The example below will show you have to use a simple regular expression to check whether a domain name is valid or not.

  $url = "http://www.phpdevelopment.co.za/";
  if (preg_match('/^(http|https|ftp):\/\/([A-Z0-9][A-Z0-9_-]*(?:\.[A-Z0-9][A-Z0-9_-]*)+):?(\d+)?\/?/i', $url)) {
    echo "Your url is fine.";
  } else {
    echo "Your url is not fine.";
  }

Find images in a HTML document

I’ve made a few website scrapers over the last few months, and have enjoyed it very much. Something that I need quite a bit was to extra all objects (images, css files, etc) that a website refers to.

This is the function I used to get images from a HTML document.

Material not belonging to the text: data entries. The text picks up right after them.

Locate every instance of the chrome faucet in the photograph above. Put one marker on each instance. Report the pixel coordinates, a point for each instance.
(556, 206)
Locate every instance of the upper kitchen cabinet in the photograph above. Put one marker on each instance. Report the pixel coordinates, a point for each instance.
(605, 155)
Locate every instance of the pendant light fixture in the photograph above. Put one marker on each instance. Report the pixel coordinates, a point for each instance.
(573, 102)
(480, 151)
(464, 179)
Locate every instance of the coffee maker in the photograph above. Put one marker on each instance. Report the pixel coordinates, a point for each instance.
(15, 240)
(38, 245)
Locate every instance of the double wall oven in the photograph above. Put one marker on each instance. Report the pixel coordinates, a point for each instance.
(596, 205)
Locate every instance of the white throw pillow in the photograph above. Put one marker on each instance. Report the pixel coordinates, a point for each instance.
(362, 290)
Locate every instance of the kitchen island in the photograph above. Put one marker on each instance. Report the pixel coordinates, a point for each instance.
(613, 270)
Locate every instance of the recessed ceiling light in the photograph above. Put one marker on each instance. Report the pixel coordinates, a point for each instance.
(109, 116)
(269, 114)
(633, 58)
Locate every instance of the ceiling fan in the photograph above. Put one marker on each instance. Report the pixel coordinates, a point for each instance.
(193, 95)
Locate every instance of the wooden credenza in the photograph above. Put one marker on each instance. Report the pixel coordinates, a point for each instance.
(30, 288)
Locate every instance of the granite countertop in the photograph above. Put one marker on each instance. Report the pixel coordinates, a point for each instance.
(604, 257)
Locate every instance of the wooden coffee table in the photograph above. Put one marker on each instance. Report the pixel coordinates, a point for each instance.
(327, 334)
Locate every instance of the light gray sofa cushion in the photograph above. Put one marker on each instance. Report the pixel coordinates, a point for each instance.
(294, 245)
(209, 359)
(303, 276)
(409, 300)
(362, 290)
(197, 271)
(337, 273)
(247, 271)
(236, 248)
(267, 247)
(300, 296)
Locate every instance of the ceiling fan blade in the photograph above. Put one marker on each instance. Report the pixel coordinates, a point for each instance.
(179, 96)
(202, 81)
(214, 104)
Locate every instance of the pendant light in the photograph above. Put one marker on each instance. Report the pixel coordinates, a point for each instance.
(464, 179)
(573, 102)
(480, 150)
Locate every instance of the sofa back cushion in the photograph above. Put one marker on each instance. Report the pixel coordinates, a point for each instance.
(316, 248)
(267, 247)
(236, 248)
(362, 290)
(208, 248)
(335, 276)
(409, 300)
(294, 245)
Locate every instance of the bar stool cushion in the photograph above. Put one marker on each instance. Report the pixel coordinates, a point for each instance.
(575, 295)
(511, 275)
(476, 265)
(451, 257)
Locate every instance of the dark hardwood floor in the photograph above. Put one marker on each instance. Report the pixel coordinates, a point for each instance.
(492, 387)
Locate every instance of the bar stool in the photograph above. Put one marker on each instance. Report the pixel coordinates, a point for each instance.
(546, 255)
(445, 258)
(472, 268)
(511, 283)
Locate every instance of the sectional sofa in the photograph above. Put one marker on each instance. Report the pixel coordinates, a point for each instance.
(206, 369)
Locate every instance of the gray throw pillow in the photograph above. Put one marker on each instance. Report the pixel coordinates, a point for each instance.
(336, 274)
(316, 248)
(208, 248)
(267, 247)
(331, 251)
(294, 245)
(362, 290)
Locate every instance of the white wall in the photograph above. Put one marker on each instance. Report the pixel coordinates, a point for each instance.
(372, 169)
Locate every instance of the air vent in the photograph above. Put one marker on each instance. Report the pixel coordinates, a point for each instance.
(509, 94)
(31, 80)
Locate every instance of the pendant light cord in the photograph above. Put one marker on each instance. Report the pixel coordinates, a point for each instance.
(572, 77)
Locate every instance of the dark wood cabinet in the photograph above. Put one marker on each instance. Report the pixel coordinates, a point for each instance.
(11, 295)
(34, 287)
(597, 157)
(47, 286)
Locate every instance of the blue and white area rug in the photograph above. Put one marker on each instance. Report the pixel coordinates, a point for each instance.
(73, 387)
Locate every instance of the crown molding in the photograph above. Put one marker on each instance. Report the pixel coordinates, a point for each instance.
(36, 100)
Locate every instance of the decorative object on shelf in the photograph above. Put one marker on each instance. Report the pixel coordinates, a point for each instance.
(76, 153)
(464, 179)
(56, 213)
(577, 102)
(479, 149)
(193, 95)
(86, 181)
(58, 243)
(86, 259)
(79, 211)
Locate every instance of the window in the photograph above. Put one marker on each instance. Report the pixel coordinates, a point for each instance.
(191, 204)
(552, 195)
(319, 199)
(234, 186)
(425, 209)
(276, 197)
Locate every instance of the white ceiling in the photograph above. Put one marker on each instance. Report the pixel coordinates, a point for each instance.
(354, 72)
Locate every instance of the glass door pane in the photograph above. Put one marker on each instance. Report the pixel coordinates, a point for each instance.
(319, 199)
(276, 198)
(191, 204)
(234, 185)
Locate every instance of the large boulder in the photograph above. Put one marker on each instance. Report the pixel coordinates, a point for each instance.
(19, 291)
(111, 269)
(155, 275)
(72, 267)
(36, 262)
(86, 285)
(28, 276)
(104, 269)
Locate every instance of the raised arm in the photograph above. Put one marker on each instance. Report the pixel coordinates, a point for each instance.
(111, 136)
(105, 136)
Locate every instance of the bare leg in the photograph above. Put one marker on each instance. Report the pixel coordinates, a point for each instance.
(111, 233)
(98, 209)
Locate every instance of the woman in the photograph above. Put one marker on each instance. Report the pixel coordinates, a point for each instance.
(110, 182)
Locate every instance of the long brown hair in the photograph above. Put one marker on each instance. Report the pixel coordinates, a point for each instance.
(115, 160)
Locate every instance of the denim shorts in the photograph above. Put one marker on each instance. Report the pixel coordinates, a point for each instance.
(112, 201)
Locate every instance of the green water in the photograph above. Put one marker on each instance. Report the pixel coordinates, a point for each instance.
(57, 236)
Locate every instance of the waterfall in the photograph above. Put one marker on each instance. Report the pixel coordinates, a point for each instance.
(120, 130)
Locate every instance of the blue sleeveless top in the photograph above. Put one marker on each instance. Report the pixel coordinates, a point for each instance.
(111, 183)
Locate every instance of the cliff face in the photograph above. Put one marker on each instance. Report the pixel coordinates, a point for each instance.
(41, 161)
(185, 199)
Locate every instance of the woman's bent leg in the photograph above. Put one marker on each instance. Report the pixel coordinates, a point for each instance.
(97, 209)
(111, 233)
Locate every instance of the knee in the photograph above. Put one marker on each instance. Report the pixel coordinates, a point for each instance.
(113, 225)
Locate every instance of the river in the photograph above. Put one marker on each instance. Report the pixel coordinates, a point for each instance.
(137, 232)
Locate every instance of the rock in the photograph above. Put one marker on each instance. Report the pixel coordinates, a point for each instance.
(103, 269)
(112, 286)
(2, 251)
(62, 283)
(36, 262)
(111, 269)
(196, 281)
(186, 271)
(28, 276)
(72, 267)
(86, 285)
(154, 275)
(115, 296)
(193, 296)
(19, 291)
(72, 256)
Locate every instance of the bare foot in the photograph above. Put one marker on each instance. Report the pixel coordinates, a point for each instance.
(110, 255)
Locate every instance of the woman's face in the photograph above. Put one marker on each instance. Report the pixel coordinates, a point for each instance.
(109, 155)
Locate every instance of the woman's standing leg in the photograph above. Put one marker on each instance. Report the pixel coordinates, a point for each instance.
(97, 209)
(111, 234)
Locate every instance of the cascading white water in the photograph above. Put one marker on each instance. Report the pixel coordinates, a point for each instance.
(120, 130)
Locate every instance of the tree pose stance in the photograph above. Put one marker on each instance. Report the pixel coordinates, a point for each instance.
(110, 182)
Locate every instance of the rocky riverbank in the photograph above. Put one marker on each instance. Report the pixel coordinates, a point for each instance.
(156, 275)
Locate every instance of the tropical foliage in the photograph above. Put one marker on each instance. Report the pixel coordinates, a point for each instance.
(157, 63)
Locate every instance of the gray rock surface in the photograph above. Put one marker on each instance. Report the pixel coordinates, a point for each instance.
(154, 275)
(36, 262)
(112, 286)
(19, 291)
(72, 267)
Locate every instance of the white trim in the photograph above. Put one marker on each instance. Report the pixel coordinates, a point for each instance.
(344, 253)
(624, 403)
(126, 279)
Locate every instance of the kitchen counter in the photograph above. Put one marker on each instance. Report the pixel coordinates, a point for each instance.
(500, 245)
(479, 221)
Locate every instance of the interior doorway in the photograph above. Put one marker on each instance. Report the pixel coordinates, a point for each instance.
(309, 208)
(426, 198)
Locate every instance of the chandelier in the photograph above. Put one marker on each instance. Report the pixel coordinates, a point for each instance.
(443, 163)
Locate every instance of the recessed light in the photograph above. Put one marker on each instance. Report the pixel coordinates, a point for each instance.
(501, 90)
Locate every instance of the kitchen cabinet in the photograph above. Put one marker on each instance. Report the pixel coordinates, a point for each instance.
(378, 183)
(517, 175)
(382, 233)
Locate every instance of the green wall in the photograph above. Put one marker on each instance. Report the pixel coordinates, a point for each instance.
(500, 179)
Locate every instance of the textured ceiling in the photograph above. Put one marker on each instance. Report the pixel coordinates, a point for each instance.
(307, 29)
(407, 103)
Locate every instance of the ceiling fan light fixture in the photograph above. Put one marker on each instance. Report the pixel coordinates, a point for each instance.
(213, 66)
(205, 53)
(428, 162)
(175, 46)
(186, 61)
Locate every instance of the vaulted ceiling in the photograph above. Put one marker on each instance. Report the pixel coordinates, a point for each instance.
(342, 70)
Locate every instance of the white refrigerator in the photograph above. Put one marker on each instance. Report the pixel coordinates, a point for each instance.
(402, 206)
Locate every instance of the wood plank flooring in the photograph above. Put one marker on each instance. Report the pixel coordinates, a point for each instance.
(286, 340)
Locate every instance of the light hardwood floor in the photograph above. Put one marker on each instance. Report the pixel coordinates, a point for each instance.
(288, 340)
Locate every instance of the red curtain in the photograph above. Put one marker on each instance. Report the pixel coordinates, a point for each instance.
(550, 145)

  function get_images($html)
  {
    $images = array();
    preg_match_all('/(img|src)\=(\"|\')[^\"\'\>]+/i', $html, $media);
    unset($html);
    $html=preg_replace('/(img|src)(\"|\'|\=\"|\=\')(.*)/i',"$3",$media[0]);
    foreach($data as $url) {
      $info = pathinfo($url);
      if (isset($info['extension'])) {
        if (($info['extension'] == 'jpg') ||
	   ($info['extension'] == 'jpeg') ||
	   ($info['extension'] == 'gif') ||
	   ($info['extension'] == 'png'))
	   array_push($images, $url);
      }
    }
    return $images;
  }

This function takes as input the HTML content as a string. You can get this using cURL or file_get_contents. It returns an array of all the images it found on that page.